# Using Elasticsearch client

We'll load some arXiv article data and index it with Elasticsearch.

The simplest way to run Elasticsearch is to use [its docker image](https://www.elastic.co/guide/en/elasticsearch/reference/current/docker.html) to run it locally.

## Start client

Put your Elasticsearch's endpoint here if you don't want to use default (localhost:9200)

In [1]:
from elasticsearch import Elasticsearch
es = Elasticsearch()

## Check out indices

In [2]:
es.indices.delete('arxiv_document')
es.indices.create('arxiv_document')

In [3]:
es.indices.get_alias("*")

{'.kibana': {'aliases': {}},
 '.monitoring-es-6-2018.01.13': {'aliases': {}},
 '.monitoring-es-6-2018.01.14': {'aliases': {}},
 'arxiv_document': {'aliases': {}}}

## Load documents from arxiv

In [4]:
import arxiv
import json

In [5]:
%%time

search_query = 'machine learning'

def paged_results(search_query, no_pages, per_page=1000):
  for i in range(no_pages):
    yield arxiv.query(
      search_query,
      start=i * per_page,
      max_results=per_page)

results = arxiv.query(search_query=search_query,
                          max_results=1000)

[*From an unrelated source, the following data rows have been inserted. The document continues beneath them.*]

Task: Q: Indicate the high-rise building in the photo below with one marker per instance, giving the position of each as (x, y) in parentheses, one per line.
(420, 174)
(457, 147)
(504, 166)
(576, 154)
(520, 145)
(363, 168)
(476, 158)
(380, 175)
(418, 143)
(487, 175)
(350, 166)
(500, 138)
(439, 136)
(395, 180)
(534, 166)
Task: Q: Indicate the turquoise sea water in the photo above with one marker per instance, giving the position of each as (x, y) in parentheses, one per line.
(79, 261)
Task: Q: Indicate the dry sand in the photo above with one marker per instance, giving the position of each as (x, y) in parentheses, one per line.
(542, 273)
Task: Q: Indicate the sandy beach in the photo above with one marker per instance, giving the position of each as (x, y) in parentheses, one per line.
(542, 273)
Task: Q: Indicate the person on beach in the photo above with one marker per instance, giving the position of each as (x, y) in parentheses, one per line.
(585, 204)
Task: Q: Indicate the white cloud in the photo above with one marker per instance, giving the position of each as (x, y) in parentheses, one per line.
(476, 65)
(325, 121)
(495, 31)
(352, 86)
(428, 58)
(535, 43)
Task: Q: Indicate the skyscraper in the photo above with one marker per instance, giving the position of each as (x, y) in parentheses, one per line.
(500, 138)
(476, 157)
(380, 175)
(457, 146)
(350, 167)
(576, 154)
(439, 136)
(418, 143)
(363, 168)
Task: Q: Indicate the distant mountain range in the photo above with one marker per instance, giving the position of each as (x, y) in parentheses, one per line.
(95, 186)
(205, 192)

print('Query returned {} results'.format(len(results)))

Query returned 1000 results
CPU times: user 3.72 s, sys: 36 ms, total: 3.76 s
Wall time: 18 s


In [6]:
from tqdm import tqdm

no_pages = 100
per_page = 1000 
pages = paged_results(search_query, no_pages, per_page=per_page)
results = []

for res_page in tqdm(pages, total=no_pages):
  l = len(res_page)
  if (l != per_page):
    print('There are {} papers for this page'.format(l))
  if l == 0:
    break
  results += res_page

  3%|▎         | 3/100 [00:44<23:46, 14.71s/it]

There are 0 papers for this page


In [7]:
def make_document(content, INDEX_NAME='arxiv_document'):
  return {
    '_op_type': 'create',
    '_type': 'document',
    '_id': content['arxiv_url'],
    '_index': INDEX_NAME,
    **content
  }

## Load data to Elasticsearch

In [None]:
%%time 

bulk(es, map(make_document, results))